Ed infatti, in questa diversa concezione la pianificazione condivisa delle cure deve fondarsi sul principio di appropriatezza e proporzionalità delle stesse. Esso non è esplicitamente enunciato in termini generali e, tuttavia, risulta latente nella ratio dell’intera disciplina a cominciare da quanto previsto al comma 2° dell’art. 2 a proposito delle terapie del dolore nella fase finale della vita, ove è prescritto che in essa “il medico deve astenersi da ogni ostinazione irragionevole nella somministrazione delle cure e dal ricorso a trattamenti inutili e sproporzionati”.

In verità, sarebbe utile precisare che il principio è da intendersi come richiamabile in ogni fase della somministrazione delle cure mediche e non già limitatamente alla fase finale della vita: è, infatti, insita nel concetto di “cura” la continua ricerca della sua appropriatezza in relazione alla complessiva condizione personale del paziente e non solo alla qualificazione clinica della patologia che lo ha colpito. Se così non fosse. infatti, si rischierebbe di somministrare cure e trattamenti “inutili” che, come tali, diventerebbero sproporzionati o capaci di generare sofferenze refrattarie in presenza delle quali il paziente avrebbe pure diritto di acconsentire al ricorso alle cure palliative, inclusa la sedazione profonda continua (ex art. 2, comma 2°, l. n. 219/17).

Proprio in considerazione della valenza generale del principio di adeguatezza e proporzionalità delle cure, appare, altresì, necessario dirimere la fondamentale questione circa i soggetti cui affidiamo tale valutazione ed i criteri di discernimento e che, prima facie, non possono che essere attribuiti al medico curante.

Al riguardo, per quanto la locuzione “appropriatezza” abbia acquisito una rilevanza normativa in occasione del piano Sanitario Nazionale 1998-200 divenendo uno dei criteri per la definizione dei Livelli Essenziali di Assistenza (d. lgs. 19 giugno 1999, n. 229), occorre rilevare come la sua concezione in termini di intervento sanitario preventivo diagnostico terapeutico o riabilitativo correlato al bisogno del paziente e fornito nei modi e nei tempi adeguati sulla base di standard riconosciuti con un bilancio positivo tra rischi e costi, potrebbe rivelarsi insoddisfacente nella materia de qua.

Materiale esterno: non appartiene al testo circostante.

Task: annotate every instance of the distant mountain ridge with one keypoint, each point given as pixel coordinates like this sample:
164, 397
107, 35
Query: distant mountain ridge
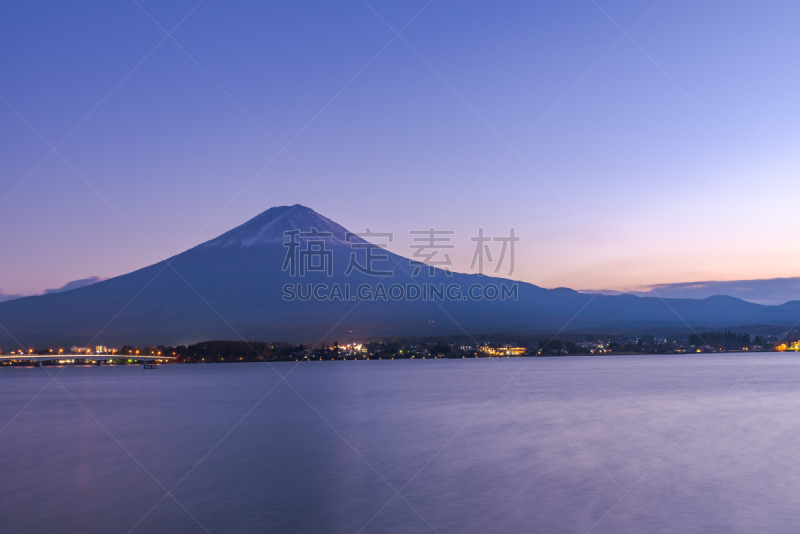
233, 286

Più inutile e rilevante per cogliere il significato più adatto nella “relazione di cura” si rivela piuttosto il concetto di “appropriatezza clinica”, intendendosi come tale il livello di efficacia di una prestazione o trattamento per un particolare paziente, scaturente sia dalle informazioni cliniche relative al paziente sia dalle conclusioni diagnostiche che orientano verso quel preciso intervento sanitario dal quale ci si attende beneficio per il paziente; il che implica, in primis, un’adeguata relazione interpersonale tra medico e paziente, volta alla conoscenza anche della sua condizione umana, e solo successivamente a questa la valutazione relativa al possibile livello di efficacia dei trattamenti somministrabili.

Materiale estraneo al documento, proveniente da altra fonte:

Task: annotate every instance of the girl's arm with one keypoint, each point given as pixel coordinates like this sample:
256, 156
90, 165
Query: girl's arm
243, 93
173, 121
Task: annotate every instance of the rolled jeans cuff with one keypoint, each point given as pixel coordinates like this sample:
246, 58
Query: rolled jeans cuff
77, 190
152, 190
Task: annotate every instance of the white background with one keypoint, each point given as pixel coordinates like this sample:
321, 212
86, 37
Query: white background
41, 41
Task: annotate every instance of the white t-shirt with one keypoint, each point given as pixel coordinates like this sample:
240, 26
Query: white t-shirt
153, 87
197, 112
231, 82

Si tratta di vedere in che termini ed entro quali limiti il medico – generico o specialista – finisca per incidere nella formulazione del contenuto della DAT, dovendosi necessariamente trovare il giusto punto di  equilibrio tra le informazioni più “adeguate” sui trattamenti medici affinché siano tali da consentire all’interessato di esercitare il suo fondamentale diritto all’autodeterminazione senza che debba ricorrere a dati ed elementi esterni che rischierebbero di non assicurare fondatezza e serietà.

Che la valutazione di appropriatezza debba essere propria del medico è più che comprensibile, stante la sua competenza in campo scientifico; ne è conferma anche il dettato della nuova legge laddove è previsto che, in caso di disaccordo tra il medico ed il rappresentante eventualmente nominato per la cura di un incapace in ordine ad un rifiuto delle cure, anche al medico è riconosciuta la legittimazione attiva per ricorrere al giudice tutelare perché si esprima al riguardo (v. art. 3, comma 5°); fermo restando, tuttavia, che, per un’esatta valutazione dell’“appropriatezza clinica”, occorre sempre passare necessariamente per la fase della “relazione umana”.